He was going for an elegant shot for his dating profile. |
Sometimes, when I've had an off day, I like to look at pictures of roosters on the internet. And then I have a nice giggle fit. Because I'm basically a giant child. And so yesterday, when I was sitting around, just browsing rooster photos to enliven myself, I thought I would brighten your day with a hearty helping of cock and a fun fact.
"I'm so rustic right now. You don't even know." - Rooster McPants-McManahan |
Fun fact: Lady chickens can eject rooster sperm if they decide they've got something better going on.
Well, hold the phone. That sounds like a damn handy skill. Every once in a while, I learn an animal fact that really makes me doubt the benefits of my species. Sure, I have thumbs, but who needs thumbs when you're a bird? Flying around, pecking out eyes, ejecting sperm....

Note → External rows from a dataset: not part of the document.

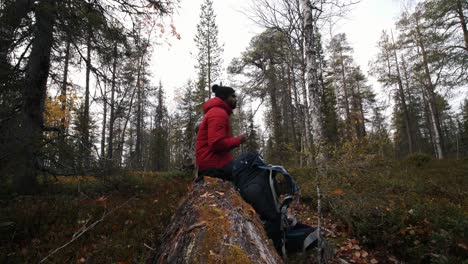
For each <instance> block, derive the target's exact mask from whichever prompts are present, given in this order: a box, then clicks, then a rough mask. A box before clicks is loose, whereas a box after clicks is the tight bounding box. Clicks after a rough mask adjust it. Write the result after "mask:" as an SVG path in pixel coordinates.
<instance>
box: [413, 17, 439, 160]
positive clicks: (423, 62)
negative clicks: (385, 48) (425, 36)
mask: <svg viewBox="0 0 468 264" xmlns="http://www.w3.org/2000/svg"><path fill="white" fill-rule="evenodd" d="M415 37H416V44H417V45H418V46H419V48H420V52H421V57H422V63H423V66H424V78H425V79H426V82H425V83H424V86H425V88H426V91H427V99H428V101H429V112H430V114H431V121H432V126H433V132H434V145H435V147H436V154H437V155H436V156H437V158H438V159H443V158H444V154H443V153H444V151H443V142H442V133H441V128H440V118H439V113H438V110H437V103H436V96H435V92H434V89H435V88H434V84H433V82H432V79H431V73H430V70H429V62H428V58H427V56H428V55H427V52H426V47H425V45H424V41H423V39H422V33H421V30H420V25H419V20H418V18H416V36H415Z"/></svg>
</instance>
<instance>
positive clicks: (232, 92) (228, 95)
mask: <svg viewBox="0 0 468 264" xmlns="http://www.w3.org/2000/svg"><path fill="white" fill-rule="evenodd" d="M211 90H212V91H213V93H215V95H216V97H219V98H221V99H223V100H226V99H227V98H228V97H229V96H230V95H231V94H234V93H236V91H234V89H232V88H231V87H228V86H221V85H217V84H215V85H213V86H212V87H211Z"/></svg>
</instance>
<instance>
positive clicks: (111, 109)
mask: <svg viewBox="0 0 468 264" xmlns="http://www.w3.org/2000/svg"><path fill="white" fill-rule="evenodd" d="M113 56H114V63H113V65H112V86H111V103H110V108H111V109H110V117H109V144H108V150H107V158H108V159H109V162H110V163H111V164H110V165H112V158H113V151H114V146H113V145H114V122H115V114H114V111H115V105H114V104H115V86H116V70H117V43H114V54H113Z"/></svg>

This is what I like to imagine roosters look like in the post-apocalyptic hellscape we've been promised. |
Also, as a bonus fun fact, I'd like you to know that when roosters try and woo the ladies, they do a little rooster dance. Which is called tidbitting. And then the hens are all sitting around saying, "Damn, look at Frankfurt tidbit! I wish I weren't already spermed up courtesy of Ralph. He can't tidbit like that!" And then they don't have to have Ralph's sperm because they eject the sperm! And can get with Frankfurt. Or someone else. Because there are 25 billion chickens in the world. So why settle?
"No one has to settle. I'm here." - Henry T. Pompadour |
You don't have to settle either, dear reader. There's a whole wide world out there. And if all else fails, there's an internet full of roosters.